Unabomber for President was a political campaign with the aim of electing mathematician and domestic terrorist Ted Kaczynski (known as the "Unabomber") as a write-in candidate in the 1996 presidential election. The campaign's slogan was the Shermanesque statement "if elected, he will not serve."

The campaign was launched in Boston in September 1995 by Lydia Eccles – a Boston artist who had long harbored concerns about "totalitarian tendencies in technology" – and antinatalist Chris Korda. It took the overt form of a political action committee, Unabomber Political Action Committee (UNAPACK). Influenced initially by ideas of the Situationist International, the group included anarchists, hardcore punks, 1960s counter-culturalists, eco-socialists, pacifists, militants and primitivists. Its supporters included decentralized anarchist collective CrimethInc. and the Church of Euthanasia.

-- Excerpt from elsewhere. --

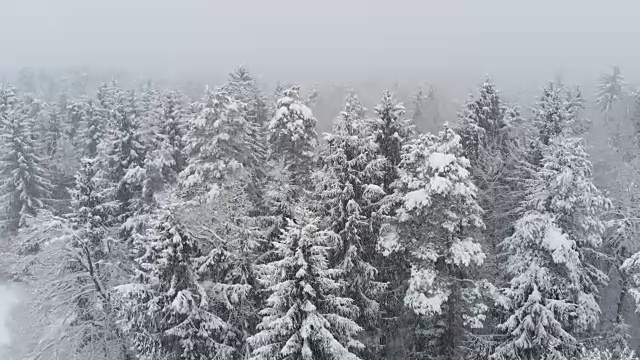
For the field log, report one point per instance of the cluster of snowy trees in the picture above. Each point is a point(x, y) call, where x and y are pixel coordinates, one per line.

The campaign received national publicity, and attempts by news organizations to portray it as frivolous were resisted by UNAPACK, who insisted that the issues raised by Kaczynski were portentous, concerning "the fate of mankind". In the words of the Phoenix New Times, the campaign was "an effort designed to cast votes in protest of the existing hierarchy and its potential replacement." The Maoist Internationalist Movement criticized the campaign as typifying "life-style politics anarchism" and as encouraging protest votes instead of seizing political power from the upper class.

As Bill Brown, director of the campaign's New York City office, said at the time: "Most of the media are unable to deal with the campaign...[t]here is no way for people to understand why you would say 'Unabomber for President' and that gives us a tactical opportunity to explain ourselves." The intended symbolism of the campaign was not that it was a joke, but that the political system was a joke.